In April of 2017, the Canadian Securities Administrators, an umbrella organization that includes the OSC, announced a similar review that was “to identify and consider areas of securities regulation … that could benefit from a reduction of undue regulatory burden.”
At that time, the administration of U.S. President Donald Trump was seeking to review and possibly repeal a raft of regulations, including some put in place in the United States after the 2008 financial crisis to rein in the activities of the country’s banks.
Jensen has also mentioned the prospect of reducing the amount of paperwork required of companies to level the playing field with processes being put in place for a new breed of technology-driven firms in the financial sector.

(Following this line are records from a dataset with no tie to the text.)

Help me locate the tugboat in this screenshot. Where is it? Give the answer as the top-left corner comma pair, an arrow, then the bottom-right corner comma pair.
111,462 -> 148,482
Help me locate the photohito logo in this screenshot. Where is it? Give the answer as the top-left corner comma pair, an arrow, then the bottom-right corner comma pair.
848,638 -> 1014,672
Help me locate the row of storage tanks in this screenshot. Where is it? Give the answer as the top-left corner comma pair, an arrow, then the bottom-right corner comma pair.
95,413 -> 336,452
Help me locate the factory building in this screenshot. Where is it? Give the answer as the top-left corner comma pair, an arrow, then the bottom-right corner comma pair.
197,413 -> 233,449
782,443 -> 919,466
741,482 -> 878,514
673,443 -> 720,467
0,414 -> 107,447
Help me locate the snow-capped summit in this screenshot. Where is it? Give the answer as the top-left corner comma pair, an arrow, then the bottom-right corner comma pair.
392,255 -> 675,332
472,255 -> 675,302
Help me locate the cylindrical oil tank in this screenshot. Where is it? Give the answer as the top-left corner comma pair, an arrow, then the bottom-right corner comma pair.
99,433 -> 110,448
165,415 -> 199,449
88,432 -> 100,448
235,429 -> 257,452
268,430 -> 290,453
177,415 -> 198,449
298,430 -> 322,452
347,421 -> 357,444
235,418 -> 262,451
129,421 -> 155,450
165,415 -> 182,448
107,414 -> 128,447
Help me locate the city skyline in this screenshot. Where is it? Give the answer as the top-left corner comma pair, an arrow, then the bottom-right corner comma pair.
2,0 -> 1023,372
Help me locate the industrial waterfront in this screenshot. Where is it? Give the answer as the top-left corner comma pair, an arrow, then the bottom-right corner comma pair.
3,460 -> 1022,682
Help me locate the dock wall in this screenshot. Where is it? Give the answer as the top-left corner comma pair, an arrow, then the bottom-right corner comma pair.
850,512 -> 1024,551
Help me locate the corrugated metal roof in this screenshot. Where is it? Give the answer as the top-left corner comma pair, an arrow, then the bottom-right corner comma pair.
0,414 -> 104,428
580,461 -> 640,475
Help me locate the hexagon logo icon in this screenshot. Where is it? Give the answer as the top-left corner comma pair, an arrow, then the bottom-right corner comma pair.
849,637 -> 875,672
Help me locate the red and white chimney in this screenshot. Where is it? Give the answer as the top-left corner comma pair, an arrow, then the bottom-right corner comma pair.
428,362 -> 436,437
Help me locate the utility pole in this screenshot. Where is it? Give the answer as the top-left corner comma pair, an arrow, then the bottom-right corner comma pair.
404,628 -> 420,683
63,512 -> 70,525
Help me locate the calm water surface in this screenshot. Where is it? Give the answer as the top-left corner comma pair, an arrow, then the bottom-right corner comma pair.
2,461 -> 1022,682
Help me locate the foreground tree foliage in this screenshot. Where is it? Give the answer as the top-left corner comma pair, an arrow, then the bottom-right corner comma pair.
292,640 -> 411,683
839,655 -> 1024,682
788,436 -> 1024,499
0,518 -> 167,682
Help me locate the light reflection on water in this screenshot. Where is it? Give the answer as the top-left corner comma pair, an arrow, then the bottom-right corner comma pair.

Jensen said the latest OSC initiative would build on efforts undertaken in Canada since 2016, including the CSA consultations on regulatory burden reduction.
The OSC will accept written comments from interested stakeholders until March 1 that lay out what the market watchdog should consider to reduce the regulatory burden. A roundtable will be convened on March 27 to discuss suggestions received during the comment period.
“After considering all suggestions received, along with input from ongoing external consultations and from its ten advisory committees, the OSC will identify a series of short, medium and long-term actions to reduce regulatory burden,” the regulator said in Monday’s statement.